Addition: in Programming Pearls, there is an extended discussion of using a bit array of length 10^7, implemented in integers (for holding used 800 numbers) - it's very fast, and very appropriate for the task described in that chapter.
Some languages ( I believe perl does, not sure ) permit bitwise arithmetic on strings. Giving you a much greater effective range. ( (strlen * 8bit chars ) combinations )
However, I wouldn't use a single value for superimposition of more than one /type/ of data. The basic r/w/x triplet of 3-bit ints would probably be the upper "practical" limit, not for space efficiency reasons, but for practical development reasons.
( Php uses this system to control its error-messages, and I have already found that its a bit over-the-top when you have to define values where php's constants are not resident and you have to generate the integer by hand, and to be honest, if chmod didn't support the 'ugo+rwx' style syntax I'd never want to use it because i can never remember the magic numbers )
The instant you have to crack open a constants table to debug code you know you've gone too far.
Old thread, but it's worth mentioning that there are cases requiring bloated bit masks, e.g., molecular fingerprints, which are often generated as 1024-bit arrays which we have packed in 32 bigint fields (SQL Server not supporting UInt32). Bit wise operations work fine - until your table starts to grow and you realize the sluggishness of separate function calls. The binary data type would work, were it not for T-SQL's ban on bitwise operators having two binary operands.

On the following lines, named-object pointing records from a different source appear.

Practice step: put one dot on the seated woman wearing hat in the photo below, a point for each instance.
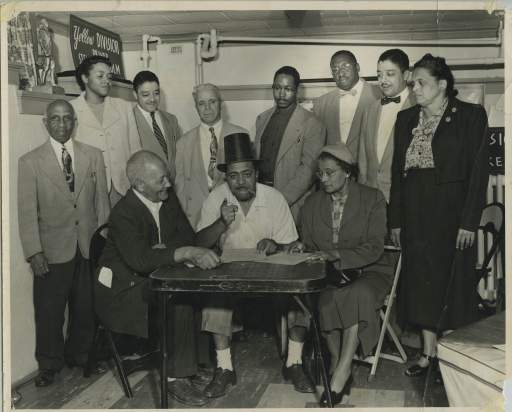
(345, 225)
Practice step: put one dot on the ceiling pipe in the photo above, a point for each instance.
(144, 55)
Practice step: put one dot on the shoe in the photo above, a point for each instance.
(301, 382)
(222, 379)
(202, 377)
(416, 370)
(45, 378)
(337, 397)
(183, 391)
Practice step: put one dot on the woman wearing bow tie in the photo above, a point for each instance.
(438, 188)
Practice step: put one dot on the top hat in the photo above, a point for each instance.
(237, 148)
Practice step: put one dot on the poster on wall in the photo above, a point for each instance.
(87, 39)
(497, 150)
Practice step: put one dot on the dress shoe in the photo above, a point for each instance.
(337, 397)
(222, 379)
(45, 378)
(301, 382)
(183, 391)
(417, 370)
(202, 377)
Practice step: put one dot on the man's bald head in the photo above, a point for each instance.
(60, 120)
(149, 175)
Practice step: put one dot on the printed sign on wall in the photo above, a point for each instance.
(497, 150)
(89, 40)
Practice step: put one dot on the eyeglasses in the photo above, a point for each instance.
(328, 173)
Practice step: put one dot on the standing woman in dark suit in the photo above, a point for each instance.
(439, 182)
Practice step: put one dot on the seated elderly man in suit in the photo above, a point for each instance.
(147, 229)
(241, 213)
(158, 130)
(62, 199)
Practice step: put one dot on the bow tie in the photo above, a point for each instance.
(386, 100)
(352, 92)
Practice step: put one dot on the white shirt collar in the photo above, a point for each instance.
(152, 206)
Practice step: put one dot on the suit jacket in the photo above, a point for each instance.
(117, 137)
(327, 108)
(129, 254)
(148, 140)
(461, 156)
(372, 172)
(302, 141)
(191, 177)
(53, 220)
(362, 230)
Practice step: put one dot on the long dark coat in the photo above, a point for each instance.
(430, 206)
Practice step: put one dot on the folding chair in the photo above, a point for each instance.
(385, 315)
(492, 227)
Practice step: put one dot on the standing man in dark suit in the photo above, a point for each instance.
(158, 130)
(288, 141)
(342, 110)
(376, 145)
(62, 199)
(148, 229)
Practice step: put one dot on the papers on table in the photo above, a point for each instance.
(252, 255)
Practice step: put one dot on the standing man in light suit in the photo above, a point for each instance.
(199, 151)
(158, 130)
(62, 200)
(342, 110)
(105, 122)
(376, 145)
(288, 141)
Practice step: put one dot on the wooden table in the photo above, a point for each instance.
(300, 281)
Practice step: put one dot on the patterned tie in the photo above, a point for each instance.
(386, 100)
(67, 168)
(158, 134)
(213, 154)
(343, 93)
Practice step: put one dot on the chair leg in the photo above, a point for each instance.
(91, 358)
(119, 365)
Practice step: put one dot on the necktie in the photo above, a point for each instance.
(343, 93)
(213, 154)
(158, 134)
(386, 100)
(67, 168)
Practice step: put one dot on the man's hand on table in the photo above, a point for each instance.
(266, 246)
(198, 256)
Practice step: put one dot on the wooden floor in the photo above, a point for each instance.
(260, 385)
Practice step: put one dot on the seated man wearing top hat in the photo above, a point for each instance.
(241, 213)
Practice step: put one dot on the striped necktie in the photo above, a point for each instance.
(213, 154)
(67, 168)
(158, 134)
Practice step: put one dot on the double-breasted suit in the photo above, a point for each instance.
(59, 224)
(116, 137)
(171, 132)
(372, 171)
(327, 108)
(301, 143)
(430, 205)
(191, 177)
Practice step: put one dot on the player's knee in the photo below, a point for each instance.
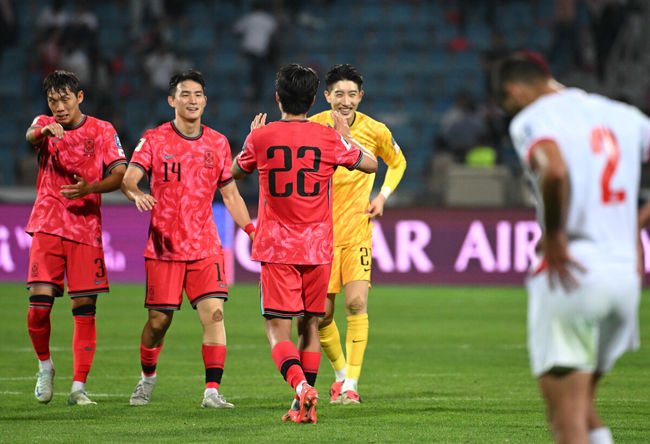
(355, 304)
(217, 315)
(84, 310)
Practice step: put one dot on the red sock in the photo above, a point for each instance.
(310, 362)
(287, 361)
(38, 324)
(84, 341)
(214, 357)
(148, 359)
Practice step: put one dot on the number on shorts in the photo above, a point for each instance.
(602, 139)
(102, 269)
(365, 258)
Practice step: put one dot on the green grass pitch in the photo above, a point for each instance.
(443, 364)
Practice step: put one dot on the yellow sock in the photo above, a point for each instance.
(330, 340)
(355, 344)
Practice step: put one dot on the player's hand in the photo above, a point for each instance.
(53, 130)
(559, 264)
(258, 121)
(77, 190)
(341, 124)
(144, 202)
(376, 208)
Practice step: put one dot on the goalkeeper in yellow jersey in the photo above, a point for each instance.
(353, 212)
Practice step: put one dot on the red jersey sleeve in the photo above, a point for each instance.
(246, 158)
(226, 176)
(112, 149)
(143, 154)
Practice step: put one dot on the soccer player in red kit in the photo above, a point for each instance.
(185, 162)
(79, 158)
(296, 159)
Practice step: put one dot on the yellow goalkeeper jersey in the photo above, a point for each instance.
(351, 189)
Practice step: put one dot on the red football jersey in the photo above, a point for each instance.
(184, 173)
(296, 160)
(89, 149)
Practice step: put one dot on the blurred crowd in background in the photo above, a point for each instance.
(425, 66)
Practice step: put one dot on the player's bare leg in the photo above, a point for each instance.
(84, 342)
(287, 360)
(598, 432)
(151, 342)
(568, 398)
(330, 340)
(41, 300)
(356, 311)
(211, 315)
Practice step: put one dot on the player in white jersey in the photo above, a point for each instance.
(584, 152)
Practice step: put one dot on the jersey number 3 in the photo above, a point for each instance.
(603, 140)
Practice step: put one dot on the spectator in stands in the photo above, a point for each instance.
(162, 64)
(462, 127)
(607, 18)
(565, 53)
(257, 30)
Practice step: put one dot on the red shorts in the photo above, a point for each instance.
(294, 290)
(201, 279)
(50, 257)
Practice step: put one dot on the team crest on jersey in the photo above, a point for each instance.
(89, 147)
(395, 145)
(208, 159)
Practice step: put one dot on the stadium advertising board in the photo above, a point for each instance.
(419, 246)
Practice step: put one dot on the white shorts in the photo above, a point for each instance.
(586, 329)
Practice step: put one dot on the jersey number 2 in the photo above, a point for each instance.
(603, 140)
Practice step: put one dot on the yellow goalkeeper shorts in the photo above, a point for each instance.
(350, 263)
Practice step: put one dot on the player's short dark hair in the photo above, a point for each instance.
(297, 86)
(521, 66)
(191, 74)
(343, 72)
(60, 81)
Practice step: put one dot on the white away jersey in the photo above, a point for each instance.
(603, 143)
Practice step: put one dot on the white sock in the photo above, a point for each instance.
(210, 391)
(78, 385)
(46, 364)
(601, 435)
(349, 384)
(151, 379)
(299, 386)
(339, 375)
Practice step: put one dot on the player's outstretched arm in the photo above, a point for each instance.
(143, 201)
(35, 133)
(393, 178)
(547, 161)
(82, 187)
(237, 208)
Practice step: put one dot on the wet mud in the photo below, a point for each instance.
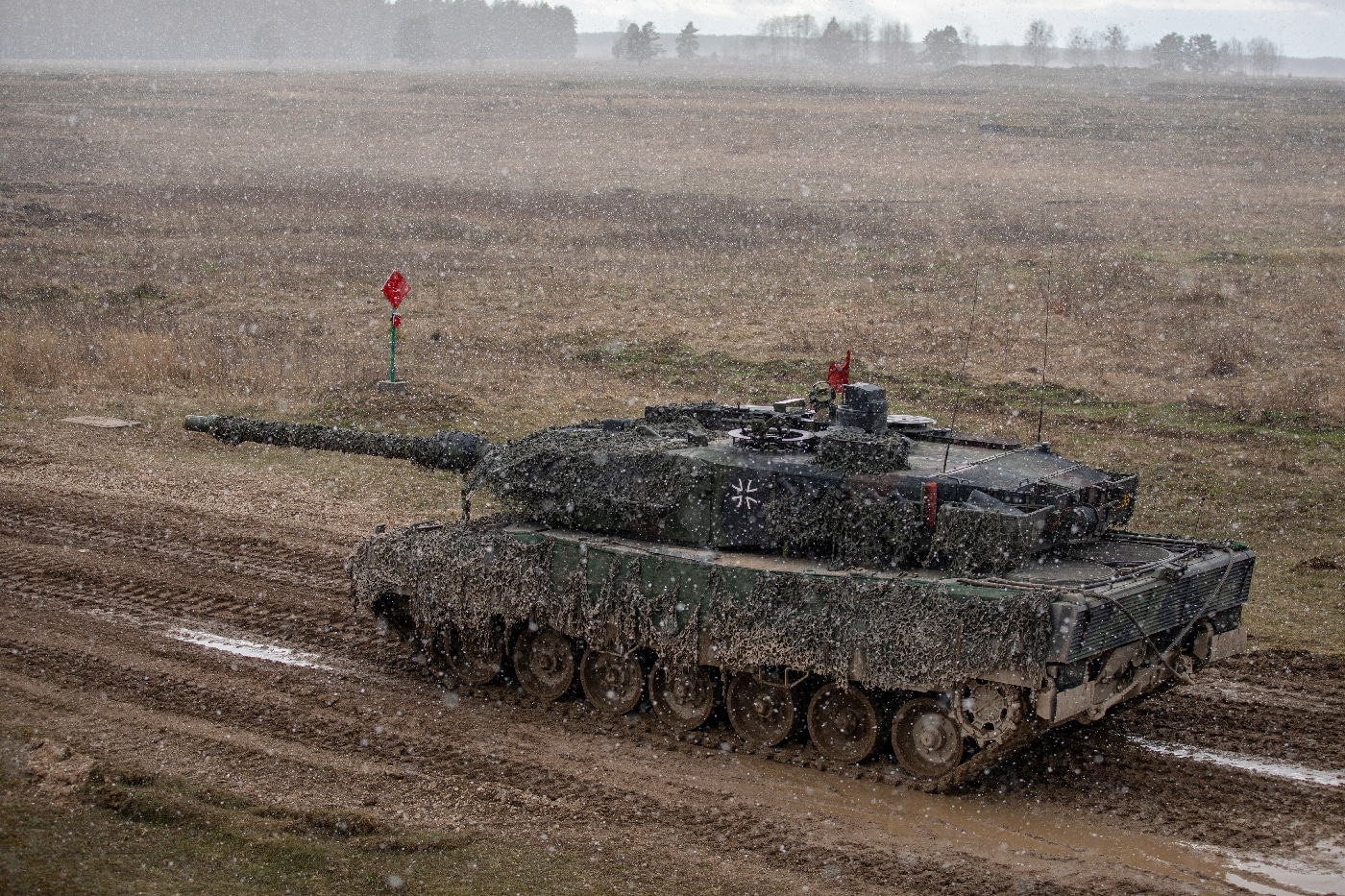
(226, 650)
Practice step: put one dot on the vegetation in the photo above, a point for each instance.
(1190, 332)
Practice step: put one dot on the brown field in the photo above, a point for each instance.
(582, 242)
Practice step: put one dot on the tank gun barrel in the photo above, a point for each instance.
(448, 449)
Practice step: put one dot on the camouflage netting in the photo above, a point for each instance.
(881, 633)
(457, 451)
(861, 452)
(851, 525)
(589, 478)
(985, 541)
(710, 415)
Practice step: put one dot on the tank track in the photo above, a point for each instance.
(796, 751)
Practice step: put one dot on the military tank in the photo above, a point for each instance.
(814, 568)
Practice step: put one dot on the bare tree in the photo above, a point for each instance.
(1038, 42)
(1203, 54)
(639, 43)
(894, 44)
(789, 37)
(863, 31)
(1115, 40)
(688, 42)
(1082, 47)
(970, 46)
(943, 47)
(1234, 56)
(1264, 57)
(1170, 53)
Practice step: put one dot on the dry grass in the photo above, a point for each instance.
(580, 244)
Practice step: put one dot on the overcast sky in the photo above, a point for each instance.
(1301, 27)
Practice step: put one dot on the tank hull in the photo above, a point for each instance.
(1005, 658)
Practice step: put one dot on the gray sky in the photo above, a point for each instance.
(1301, 27)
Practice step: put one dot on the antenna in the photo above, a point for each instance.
(1045, 342)
(962, 381)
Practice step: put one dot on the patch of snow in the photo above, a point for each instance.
(272, 653)
(1288, 771)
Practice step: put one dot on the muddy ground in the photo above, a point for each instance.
(125, 603)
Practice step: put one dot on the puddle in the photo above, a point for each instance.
(1320, 872)
(1008, 832)
(1288, 771)
(252, 648)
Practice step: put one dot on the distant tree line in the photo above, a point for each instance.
(269, 30)
(1200, 53)
(802, 39)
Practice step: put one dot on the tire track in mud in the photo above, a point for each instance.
(161, 572)
(510, 787)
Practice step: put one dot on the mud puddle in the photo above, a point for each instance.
(1255, 764)
(1318, 872)
(251, 648)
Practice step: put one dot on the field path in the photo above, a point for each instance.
(226, 651)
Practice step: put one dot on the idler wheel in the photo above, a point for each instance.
(763, 712)
(474, 654)
(544, 661)
(612, 682)
(925, 739)
(844, 722)
(683, 695)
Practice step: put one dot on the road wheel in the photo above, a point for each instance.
(763, 712)
(925, 739)
(474, 654)
(844, 722)
(683, 695)
(612, 682)
(544, 661)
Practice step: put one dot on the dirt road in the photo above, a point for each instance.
(219, 646)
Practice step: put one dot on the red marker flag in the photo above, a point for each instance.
(840, 375)
(396, 289)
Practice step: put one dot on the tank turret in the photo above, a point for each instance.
(847, 483)
(820, 564)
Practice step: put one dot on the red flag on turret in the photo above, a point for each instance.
(396, 289)
(840, 375)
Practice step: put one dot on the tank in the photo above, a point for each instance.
(817, 568)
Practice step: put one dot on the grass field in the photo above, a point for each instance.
(582, 242)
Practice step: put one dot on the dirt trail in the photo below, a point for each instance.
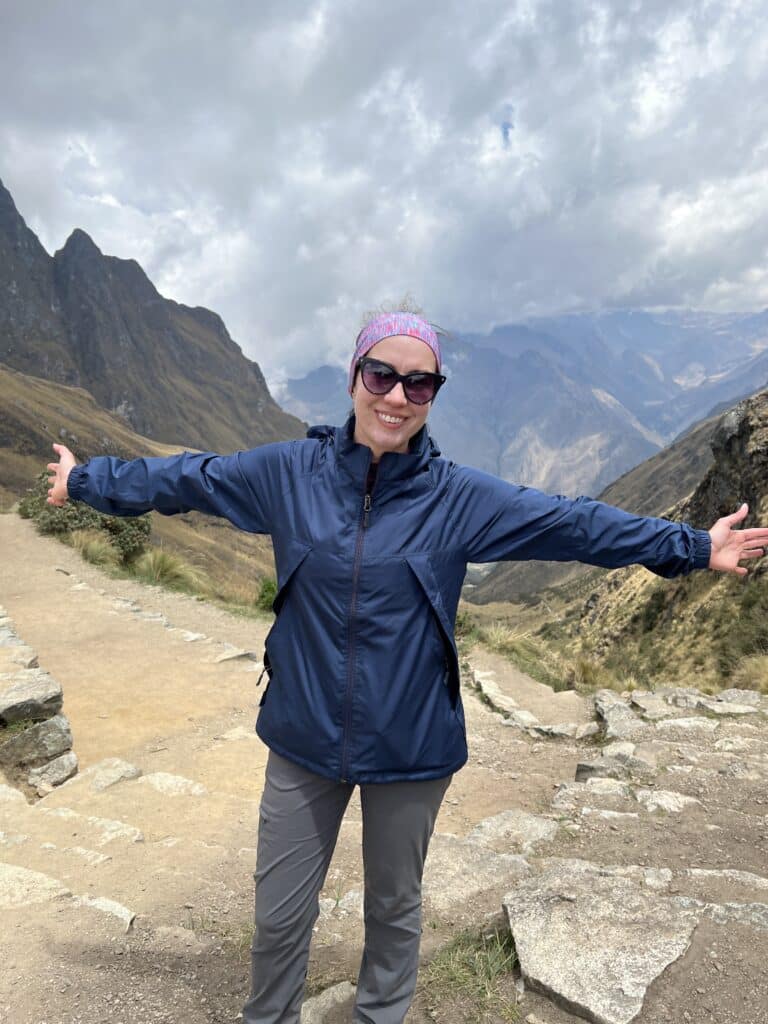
(174, 849)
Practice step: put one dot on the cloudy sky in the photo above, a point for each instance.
(292, 164)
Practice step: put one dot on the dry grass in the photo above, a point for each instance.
(94, 547)
(471, 979)
(752, 674)
(166, 569)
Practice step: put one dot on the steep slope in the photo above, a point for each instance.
(651, 488)
(171, 372)
(707, 627)
(35, 413)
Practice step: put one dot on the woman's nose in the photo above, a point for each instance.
(397, 395)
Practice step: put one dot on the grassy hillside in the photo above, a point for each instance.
(36, 413)
(651, 488)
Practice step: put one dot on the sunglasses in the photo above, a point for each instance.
(380, 378)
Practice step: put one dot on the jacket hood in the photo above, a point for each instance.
(355, 459)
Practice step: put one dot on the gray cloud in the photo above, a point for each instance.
(292, 164)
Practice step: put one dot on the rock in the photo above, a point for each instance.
(602, 768)
(10, 796)
(620, 751)
(41, 741)
(109, 906)
(15, 656)
(739, 696)
(608, 787)
(565, 730)
(109, 772)
(32, 694)
(594, 943)
(608, 815)
(664, 800)
(173, 785)
(19, 887)
(516, 827)
(315, 1010)
(109, 828)
(621, 721)
(687, 725)
(727, 708)
(236, 654)
(53, 773)
(652, 707)
(587, 729)
(457, 869)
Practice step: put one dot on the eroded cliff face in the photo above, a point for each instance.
(171, 372)
(707, 629)
(739, 472)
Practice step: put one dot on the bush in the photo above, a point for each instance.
(166, 569)
(94, 547)
(267, 593)
(128, 536)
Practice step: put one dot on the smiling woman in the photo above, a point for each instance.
(372, 532)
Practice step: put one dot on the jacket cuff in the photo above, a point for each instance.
(701, 549)
(76, 482)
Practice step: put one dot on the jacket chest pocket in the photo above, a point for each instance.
(443, 628)
(270, 643)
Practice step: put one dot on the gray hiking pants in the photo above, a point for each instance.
(299, 823)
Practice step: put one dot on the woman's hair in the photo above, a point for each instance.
(407, 304)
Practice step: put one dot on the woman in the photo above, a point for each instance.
(372, 532)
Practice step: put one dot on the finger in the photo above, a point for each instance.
(738, 515)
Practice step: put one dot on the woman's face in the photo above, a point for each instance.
(387, 422)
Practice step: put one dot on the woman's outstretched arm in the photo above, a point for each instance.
(242, 487)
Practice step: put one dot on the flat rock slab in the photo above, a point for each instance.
(315, 1010)
(19, 887)
(514, 828)
(29, 694)
(547, 706)
(173, 785)
(595, 943)
(457, 869)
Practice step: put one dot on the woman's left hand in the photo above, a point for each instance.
(730, 546)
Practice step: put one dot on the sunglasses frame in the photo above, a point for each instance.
(437, 379)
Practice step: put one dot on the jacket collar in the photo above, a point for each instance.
(354, 459)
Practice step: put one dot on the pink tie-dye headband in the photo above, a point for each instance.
(388, 325)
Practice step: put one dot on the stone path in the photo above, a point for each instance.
(631, 863)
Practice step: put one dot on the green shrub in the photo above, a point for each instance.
(128, 535)
(469, 979)
(267, 593)
(94, 547)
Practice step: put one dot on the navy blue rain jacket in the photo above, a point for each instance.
(364, 671)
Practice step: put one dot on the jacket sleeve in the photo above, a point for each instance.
(244, 487)
(500, 521)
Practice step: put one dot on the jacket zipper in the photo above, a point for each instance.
(367, 502)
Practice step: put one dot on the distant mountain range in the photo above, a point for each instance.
(569, 403)
(565, 403)
(171, 372)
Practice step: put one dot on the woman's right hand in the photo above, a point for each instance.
(59, 471)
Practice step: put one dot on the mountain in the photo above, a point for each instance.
(652, 487)
(569, 403)
(709, 627)
(34, 413)
(95, 322)
(519, 417)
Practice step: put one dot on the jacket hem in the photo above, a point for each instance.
(358, 777)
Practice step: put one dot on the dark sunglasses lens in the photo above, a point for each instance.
(420, 388)
(377, 378)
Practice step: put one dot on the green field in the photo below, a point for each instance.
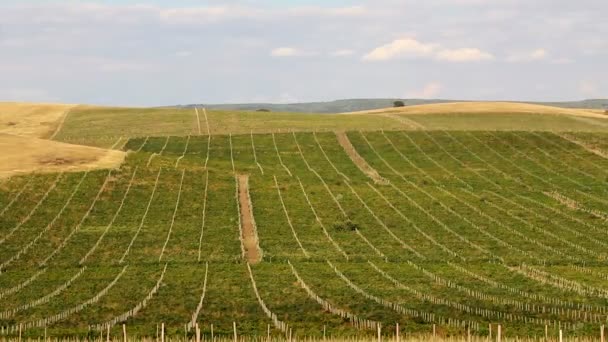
(474, 228)
(105, 127)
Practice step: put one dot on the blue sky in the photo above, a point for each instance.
(144, 53)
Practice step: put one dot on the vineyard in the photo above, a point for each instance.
(313, 234)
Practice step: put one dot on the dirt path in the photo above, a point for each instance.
(61, 122)
(596, 151)
(358, 160)
(248, 227)
(408, 123)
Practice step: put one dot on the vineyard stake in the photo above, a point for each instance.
(397, 337)
(499, 333)
(490, 329)
(234, 328)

For example .NET uses array of integers as an internal storage for their BitArray class.
Practically there's no other way around.
That being said, in SQL you will need more than one column (or use the BLOBS) to store all the states.
You tagged this question SQL, so I think you need to consult with the documentation for your database to find the size of an integer. Then subtract one bit for the sign, just to be safe.
Edit: Your comment says you're using MySQL. The documentation for MySQL 5.0 Numeric Types states that the maximum size of a NUMERIC is 64 or 65 digits. That's 212 bits for 64 digits.
Remember that your language of choice has to be able to work with those digits, so you may be limited to a 64-bit integer anyway.